第三章 崩壊(13) 思わぬ・・・(1)
アルカイ共和国とブラウニス公国は本格的な戦争状態になった。オーリーとデルフを北方の守りとし、この戦線の主将は遠征軍の総監カナルが当たった。その下の将としてケイマン、それに新しく遠征軍の将となったヨゼフの養子カウラーが就いてた。その上で戦闘地帯近くの教区を守る守護兵達も兵としてかり出された。
将として軍に参加しているにも係わらず、三人の少年とも言える教会騎士を陣中に同伴したカウラーの男色は止まらなかった。
ケイマンとカウラーの後詰めとして陣を敷くカナルもそれを苦くは思っていたが、枢密院の実力者ヨゼフの養子とあってはそれを咎めることも出来なかった。
ブラウニス軍の戦いは稚拙だった。兵達が集まってはいるがてんでに戦うだけで軍としての機能は無かった。それに対し猛将ラルゴに鍛えられたアルカイの軍は強かった。元々遠征軍の部将だったカウラーにもそれは言えた。彼は方形陣を好み、粛々と敵を圧した。それに対してケイマンは相変わらず部下の一騎打ちを望んだ。その戦法はブラウニス軍と変わることは無く、イワノフを中心とした個々の武力によって戦闘を進めた。当然二軍の侵攻速度に差が出てくる。南側を受け持つカウラーの軍は早くもブラウニス公国との交錯地帯に入っていた。カウラーはその地区にあるアルカイ領の村に入るとすぐに、石造りの教会に向かいそこに居た神父さえも追い出し、そこを本陣と定めた。

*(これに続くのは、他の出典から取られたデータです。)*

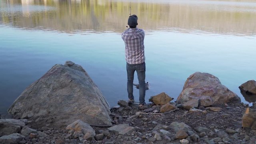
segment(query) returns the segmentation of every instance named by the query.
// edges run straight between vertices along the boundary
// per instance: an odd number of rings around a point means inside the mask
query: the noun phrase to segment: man
[[[133,80],[134,72],[137,72],[140,85],[140,104],[138,108],[146,108],[145,102],[146,88],[145,77],[146,65],[144,54],[144,31],[137,28],[138,17],[135,14],[129,17],[128,25],[130,27],[122,34],[125,44],[125,59],[127,71],[127,92],[129,104],[134,102],[133,96]]]

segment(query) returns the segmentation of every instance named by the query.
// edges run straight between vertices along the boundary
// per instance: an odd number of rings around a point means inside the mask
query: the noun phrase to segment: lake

神父の部屋を自室とし、三人の教会騎士はそのとなりの部屋に入れた。
兵は村の外に駐屯させたものの教会の伽藍は作戦室と成し、数人の部将は村人追い出してその家に入った。
「この村の蓄えは。」
「蓄えなどありません。」
全体の敷設を終えたカナルに訪ねられた神父は毅然としていった。
「私的な蓄えがあろう、それを出せ。」
「そんなものはありません。」
探せ。とカウラーは遠征軍の兵士達を急き立てた。が、これといった物資は何も出てこなかった。

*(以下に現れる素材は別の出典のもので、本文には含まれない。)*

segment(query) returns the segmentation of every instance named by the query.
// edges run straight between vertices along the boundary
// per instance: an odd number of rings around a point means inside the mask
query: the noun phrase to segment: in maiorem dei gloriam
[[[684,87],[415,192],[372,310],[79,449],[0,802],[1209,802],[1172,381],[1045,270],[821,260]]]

ここの神父は赴任以来静謐な暮らしを続けていた。その甲斐もあって住民の信望を集め、早い時期に石造りの教会を建てることも出来ていた。それにもう一人、ここにはボルス達と意を一つにするグリーが守護兵として赴任していた。
遠征軍が一つの教区に入ると守護兵達も軍に組み込まれる。グリーもご多分に漏れず、当座の間の遠征軍の一員となった。

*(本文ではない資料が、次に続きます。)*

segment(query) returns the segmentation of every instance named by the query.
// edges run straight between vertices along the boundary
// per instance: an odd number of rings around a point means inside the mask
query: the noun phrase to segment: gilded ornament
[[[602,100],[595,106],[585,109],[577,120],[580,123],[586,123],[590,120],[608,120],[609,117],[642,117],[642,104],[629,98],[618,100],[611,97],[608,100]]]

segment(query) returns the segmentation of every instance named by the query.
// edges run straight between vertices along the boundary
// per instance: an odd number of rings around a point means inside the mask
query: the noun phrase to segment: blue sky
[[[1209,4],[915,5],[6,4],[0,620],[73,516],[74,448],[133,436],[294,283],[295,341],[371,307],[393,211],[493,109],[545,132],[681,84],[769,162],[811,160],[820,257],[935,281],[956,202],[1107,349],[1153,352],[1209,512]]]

カウラーの軍は北側のケイマンの侵攻を待つ間、暫くこの村で駐屯することになった。
教会の奥深くで男色にうつつを抜かすカウラー軍の軍紀は緩かった。兵は村人から食物やら財を掠め取り、既婚、未婚を構わず女達を拐かした。
それに憂いを覚えたのがグリー、片っ端から罪を犯した遠征軍の兵士を捕縛した。当然兵の間から怨嗟の声が上がる。それを受けカウラーはグリーを教会に呼んだ。
「神父といい、お前等守護兵といい、なぜ我等に逆らう。」
「私は法を守っているだけです。」
カウラーの苛立たしげな強い口調にグリーは怖じること無く答えた。
「法だと、今は緊急事態。法だけでは・・・」
「緊急事態だからこその遵法です。」
グリーはカウラーの声に途中からいい被せた。
「緊急事態だからと言って、何もかもが許されるわけではありません。
亡きラルゴ様は・・」
そこまで言ってグリーは己の目に涙を見せた。
「最後まで民を守る為に戦ったと聞きました。
それに比し貴方の軍は・・・」
グイッと涙をぬぐうグリーに、
「解った・・軍紀を正そう。」
カウラーはそう言うしかなかった。が、陣中に愛人とも言える三人の教会騎士を伴ったカウラーの令が守られることはなかった。相変わらず兵士達は傲岸を極め、グリーはそれを取り締まった。その為遠征軍とグリーを中心とする守護兵との間の反目は日増しに強くなった。
一触即発、今にも火を噴きそうな状況を救ったのが敵襲来の報だった。
一方、ケイマンの華麗に着飾った武将の中でイワノフの力はずば抜けていたが、他はそれ程でもなかった。必然進行速度が遅くなり、時には敗退することもあった。下手をすればカウラーの軍が敵中に孤立することもあり得る。まさに今がその時だった。ブラウニス軍はほぼその総力を挙げて突出したカウラーの軍を襲った。